The ultimate goal for trainers is to complete the Pokedex and dominate as many gyms as possible. While achieving this target was never an easy task, especially when it comes to rare Pokemon, it looks like Niantic is set to make things a bit more challenging for avid "Pokemon Go" gamers. If rumors doing rounds are anything to go by, the developer is gearing up to start a rotation on rare Pokemon nests regularly until the end of the month. If that's true, trainers will have to be more patient while hunting rares.
Apparently, nests are not similar to the random, typical spawns that happen in the game. Nests can be described as locations where a large amount of the same Pokemon will spawn on a regular basis. That being said, if a player bumps into a Pidgey while walking down a street, it doesn't imply that a Pidgey nest is nearby.
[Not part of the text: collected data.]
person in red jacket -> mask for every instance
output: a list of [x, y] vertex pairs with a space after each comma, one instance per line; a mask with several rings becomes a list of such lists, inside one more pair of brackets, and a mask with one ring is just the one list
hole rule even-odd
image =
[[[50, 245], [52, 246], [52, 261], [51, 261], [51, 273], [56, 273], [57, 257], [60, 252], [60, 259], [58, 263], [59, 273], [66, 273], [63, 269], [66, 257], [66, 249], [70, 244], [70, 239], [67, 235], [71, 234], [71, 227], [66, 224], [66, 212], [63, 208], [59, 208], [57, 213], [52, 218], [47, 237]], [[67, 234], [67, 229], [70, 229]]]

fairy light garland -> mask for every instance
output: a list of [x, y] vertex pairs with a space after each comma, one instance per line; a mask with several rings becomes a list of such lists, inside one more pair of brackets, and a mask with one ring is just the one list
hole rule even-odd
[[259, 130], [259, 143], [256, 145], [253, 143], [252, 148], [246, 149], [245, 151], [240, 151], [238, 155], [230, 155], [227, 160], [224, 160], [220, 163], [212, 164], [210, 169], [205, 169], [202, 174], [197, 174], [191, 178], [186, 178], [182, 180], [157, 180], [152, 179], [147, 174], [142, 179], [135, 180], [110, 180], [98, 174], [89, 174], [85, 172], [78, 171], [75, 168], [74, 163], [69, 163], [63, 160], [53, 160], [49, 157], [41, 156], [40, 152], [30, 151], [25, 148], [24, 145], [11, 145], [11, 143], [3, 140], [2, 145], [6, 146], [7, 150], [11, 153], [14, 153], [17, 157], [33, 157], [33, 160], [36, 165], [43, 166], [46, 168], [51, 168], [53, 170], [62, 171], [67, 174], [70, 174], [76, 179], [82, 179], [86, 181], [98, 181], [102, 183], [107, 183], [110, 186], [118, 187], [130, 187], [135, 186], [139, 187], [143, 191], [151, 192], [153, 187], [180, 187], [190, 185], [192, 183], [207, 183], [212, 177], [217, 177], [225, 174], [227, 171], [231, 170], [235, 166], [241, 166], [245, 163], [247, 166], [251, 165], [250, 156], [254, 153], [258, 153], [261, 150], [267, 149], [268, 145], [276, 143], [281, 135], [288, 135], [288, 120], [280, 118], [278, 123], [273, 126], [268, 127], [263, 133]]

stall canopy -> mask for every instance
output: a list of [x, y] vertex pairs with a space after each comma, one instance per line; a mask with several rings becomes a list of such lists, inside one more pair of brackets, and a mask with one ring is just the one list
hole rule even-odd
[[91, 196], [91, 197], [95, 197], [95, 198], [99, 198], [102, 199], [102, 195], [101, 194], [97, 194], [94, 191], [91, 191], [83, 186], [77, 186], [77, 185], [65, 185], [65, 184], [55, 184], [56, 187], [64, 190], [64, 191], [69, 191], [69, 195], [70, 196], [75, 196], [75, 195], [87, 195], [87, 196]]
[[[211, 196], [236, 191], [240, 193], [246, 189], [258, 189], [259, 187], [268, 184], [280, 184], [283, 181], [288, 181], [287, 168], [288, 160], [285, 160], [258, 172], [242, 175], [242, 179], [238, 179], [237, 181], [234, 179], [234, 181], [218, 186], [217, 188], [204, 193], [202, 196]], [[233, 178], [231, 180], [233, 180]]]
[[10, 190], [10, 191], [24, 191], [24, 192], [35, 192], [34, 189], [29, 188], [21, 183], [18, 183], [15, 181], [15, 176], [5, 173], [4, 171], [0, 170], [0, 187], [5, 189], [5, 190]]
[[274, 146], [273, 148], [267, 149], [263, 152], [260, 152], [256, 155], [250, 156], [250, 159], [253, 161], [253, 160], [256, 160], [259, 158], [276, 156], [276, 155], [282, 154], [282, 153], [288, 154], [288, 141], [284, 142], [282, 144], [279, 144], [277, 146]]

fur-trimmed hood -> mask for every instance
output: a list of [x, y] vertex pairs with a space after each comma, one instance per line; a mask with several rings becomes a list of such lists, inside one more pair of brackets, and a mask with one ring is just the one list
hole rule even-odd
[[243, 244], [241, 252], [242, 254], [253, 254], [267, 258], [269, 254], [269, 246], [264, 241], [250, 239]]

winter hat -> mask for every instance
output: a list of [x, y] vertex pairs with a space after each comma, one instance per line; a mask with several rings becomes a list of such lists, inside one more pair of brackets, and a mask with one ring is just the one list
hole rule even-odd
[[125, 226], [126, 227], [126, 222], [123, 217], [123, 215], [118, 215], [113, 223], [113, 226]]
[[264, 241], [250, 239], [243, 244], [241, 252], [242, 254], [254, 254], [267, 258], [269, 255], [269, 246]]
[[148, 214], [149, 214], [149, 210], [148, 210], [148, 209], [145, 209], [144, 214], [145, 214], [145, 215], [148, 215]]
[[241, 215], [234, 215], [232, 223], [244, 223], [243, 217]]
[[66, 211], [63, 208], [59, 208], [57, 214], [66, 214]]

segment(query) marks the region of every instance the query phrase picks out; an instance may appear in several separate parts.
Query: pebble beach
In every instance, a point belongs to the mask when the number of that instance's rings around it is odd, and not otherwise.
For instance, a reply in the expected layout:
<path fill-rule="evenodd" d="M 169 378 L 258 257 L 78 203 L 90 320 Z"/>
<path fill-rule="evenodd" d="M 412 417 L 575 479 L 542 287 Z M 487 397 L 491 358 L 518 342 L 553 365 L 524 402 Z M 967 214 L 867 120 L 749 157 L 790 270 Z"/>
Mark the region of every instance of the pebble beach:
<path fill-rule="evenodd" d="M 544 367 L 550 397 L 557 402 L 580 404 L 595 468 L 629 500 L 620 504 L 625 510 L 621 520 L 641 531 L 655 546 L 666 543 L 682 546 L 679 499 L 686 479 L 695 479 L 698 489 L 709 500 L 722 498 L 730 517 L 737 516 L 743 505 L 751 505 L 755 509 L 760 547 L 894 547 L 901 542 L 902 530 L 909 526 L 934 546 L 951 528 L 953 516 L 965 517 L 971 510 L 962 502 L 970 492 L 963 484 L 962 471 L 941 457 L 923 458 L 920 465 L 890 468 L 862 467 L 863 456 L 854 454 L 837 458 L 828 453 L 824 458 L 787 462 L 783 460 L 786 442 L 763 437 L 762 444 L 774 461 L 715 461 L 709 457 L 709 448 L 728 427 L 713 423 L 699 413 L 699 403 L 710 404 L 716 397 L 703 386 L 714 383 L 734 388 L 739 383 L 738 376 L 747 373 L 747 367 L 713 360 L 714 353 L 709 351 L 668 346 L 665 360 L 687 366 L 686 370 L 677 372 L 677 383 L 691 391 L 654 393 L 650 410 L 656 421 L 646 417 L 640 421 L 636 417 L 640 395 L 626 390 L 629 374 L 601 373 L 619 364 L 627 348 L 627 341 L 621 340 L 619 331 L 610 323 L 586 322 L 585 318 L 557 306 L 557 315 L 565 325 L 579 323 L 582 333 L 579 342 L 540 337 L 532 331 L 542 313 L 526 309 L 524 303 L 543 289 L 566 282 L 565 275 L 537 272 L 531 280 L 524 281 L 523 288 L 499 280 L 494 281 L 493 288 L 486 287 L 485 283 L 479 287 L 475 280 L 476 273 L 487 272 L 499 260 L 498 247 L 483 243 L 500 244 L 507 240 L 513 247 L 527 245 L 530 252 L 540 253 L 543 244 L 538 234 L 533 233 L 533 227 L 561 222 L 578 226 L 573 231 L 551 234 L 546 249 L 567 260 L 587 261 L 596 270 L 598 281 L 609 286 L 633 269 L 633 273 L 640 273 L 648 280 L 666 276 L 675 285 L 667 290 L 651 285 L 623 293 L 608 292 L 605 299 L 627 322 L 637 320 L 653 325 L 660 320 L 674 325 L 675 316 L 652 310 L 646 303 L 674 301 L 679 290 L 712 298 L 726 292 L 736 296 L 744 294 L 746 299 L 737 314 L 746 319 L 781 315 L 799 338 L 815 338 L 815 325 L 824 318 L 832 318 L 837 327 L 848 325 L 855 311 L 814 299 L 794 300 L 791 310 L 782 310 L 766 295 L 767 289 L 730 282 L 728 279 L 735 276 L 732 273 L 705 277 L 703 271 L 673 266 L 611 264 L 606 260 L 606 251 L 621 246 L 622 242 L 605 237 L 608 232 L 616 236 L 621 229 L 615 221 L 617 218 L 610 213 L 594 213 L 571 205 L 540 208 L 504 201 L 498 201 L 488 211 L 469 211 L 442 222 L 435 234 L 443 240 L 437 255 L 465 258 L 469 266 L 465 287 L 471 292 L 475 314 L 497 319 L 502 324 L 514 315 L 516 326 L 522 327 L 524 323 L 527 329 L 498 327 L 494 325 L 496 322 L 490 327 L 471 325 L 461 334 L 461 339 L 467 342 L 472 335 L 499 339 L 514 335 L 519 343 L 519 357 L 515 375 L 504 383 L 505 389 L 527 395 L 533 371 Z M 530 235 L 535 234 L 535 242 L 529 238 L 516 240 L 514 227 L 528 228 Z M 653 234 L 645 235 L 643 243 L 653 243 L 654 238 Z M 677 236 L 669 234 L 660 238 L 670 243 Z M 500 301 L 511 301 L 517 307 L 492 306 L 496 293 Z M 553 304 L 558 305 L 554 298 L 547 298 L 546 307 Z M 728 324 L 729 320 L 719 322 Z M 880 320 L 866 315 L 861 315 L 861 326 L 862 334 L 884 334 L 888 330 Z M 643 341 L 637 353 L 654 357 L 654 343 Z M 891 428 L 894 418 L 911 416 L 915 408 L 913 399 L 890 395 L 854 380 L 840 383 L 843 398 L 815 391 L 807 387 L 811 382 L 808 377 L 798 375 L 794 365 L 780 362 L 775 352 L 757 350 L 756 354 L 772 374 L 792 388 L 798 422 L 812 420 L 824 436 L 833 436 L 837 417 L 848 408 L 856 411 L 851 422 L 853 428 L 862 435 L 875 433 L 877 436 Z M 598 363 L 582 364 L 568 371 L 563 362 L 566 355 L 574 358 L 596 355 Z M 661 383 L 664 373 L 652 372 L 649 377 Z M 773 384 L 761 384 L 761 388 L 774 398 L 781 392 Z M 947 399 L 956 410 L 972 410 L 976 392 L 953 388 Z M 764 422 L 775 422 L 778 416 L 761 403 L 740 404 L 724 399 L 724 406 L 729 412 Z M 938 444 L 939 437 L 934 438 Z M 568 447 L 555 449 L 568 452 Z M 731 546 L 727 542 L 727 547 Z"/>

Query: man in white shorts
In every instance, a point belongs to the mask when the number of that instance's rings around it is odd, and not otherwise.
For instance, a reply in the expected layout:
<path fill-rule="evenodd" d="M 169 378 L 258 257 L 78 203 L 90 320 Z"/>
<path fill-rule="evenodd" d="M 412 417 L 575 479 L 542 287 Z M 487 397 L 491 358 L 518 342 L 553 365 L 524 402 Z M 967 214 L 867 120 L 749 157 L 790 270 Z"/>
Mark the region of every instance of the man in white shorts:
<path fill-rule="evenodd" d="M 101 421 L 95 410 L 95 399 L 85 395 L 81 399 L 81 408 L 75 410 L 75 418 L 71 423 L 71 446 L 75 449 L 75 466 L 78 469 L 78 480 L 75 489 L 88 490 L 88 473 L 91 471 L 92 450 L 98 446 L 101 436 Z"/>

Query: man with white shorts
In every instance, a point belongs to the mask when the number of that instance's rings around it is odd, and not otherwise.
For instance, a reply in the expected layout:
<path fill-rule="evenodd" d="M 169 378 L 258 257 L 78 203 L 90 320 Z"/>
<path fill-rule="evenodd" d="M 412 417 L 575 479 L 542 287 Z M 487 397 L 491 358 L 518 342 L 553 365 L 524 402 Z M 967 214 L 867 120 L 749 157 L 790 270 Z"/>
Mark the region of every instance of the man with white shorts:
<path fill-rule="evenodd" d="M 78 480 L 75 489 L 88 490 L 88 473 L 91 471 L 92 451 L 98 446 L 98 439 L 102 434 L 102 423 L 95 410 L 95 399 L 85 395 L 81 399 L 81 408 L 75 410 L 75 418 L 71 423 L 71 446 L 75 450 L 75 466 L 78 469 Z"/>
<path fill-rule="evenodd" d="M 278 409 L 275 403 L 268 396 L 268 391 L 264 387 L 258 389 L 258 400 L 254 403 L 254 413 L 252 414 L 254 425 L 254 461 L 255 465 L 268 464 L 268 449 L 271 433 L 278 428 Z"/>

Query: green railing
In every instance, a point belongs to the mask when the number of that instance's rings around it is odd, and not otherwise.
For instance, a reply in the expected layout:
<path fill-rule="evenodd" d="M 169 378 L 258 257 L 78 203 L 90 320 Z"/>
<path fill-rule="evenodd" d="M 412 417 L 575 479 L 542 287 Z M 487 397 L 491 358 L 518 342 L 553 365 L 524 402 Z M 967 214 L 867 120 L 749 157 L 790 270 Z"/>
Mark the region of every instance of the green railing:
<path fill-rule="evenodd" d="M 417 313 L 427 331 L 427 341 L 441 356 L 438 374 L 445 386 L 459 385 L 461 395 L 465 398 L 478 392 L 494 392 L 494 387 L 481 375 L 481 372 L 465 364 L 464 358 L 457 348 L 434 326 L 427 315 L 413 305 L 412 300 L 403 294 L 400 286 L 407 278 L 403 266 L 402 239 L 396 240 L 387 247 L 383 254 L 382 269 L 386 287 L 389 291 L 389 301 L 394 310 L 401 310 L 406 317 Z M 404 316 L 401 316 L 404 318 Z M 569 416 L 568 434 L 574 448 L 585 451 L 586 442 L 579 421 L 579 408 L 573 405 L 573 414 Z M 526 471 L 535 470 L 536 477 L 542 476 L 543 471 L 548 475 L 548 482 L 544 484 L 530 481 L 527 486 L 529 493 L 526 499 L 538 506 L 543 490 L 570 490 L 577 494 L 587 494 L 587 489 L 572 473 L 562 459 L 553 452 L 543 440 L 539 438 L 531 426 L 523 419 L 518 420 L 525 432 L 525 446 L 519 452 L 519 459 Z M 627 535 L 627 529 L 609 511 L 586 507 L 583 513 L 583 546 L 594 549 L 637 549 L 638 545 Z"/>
This is because "Pokemon Go" randomly drops Pokemon around the world, and a few avid gamers have even succeeded in hazarding a guess about what will show up, iDigitalTimes reported.
Just last month, the hit augmented-reality mobile game came under fire from zealous gamers who were disappointed to find that major Dratini nests, for instance, suddenly transformed into Eevee spawns instead.
Several nests that were usually inhabited by some very rare Pokemon have moved or "migrated" to a different location, as Niantic felt catching these coveted species was far too easy for the gamers.
If rumors proved to be true and the developer starts moving the rare Pokemon nests on a regular basis, trainers are in for some new challenges as far as catching these high-leveled species is concerned.
That being said, catching rare Pokemon isn't quite a walk in the park right now either, and with the arrival of rotation things are likely to get a lot harder for "Pokemon Go" players.
This also means that catching Dragonite is likely to get more challenging than now as it has an average spawn rate of 0.0011% which translates to one in every 100,000 Pokemon spawned.
Meanwhile, a Google Maps document where "Pokemon Go" gamers shared major nest locations to help other players map out the specific Pokemon they want have been obtained by Heavy.
The said document is being updated regularly, and despite the fact that there aren't too many updates available at the moment, it is a good way to kickoff your rare Pokemon hunting spree.
A global map of spawn points that cropped up in August nest migrations is cited in Reddit (via Silph Road), while a group of zealous "Pokemon Go" players continue to map out Pokemon nest changes to help other gamers know exactly where to find their favorite Pokemon.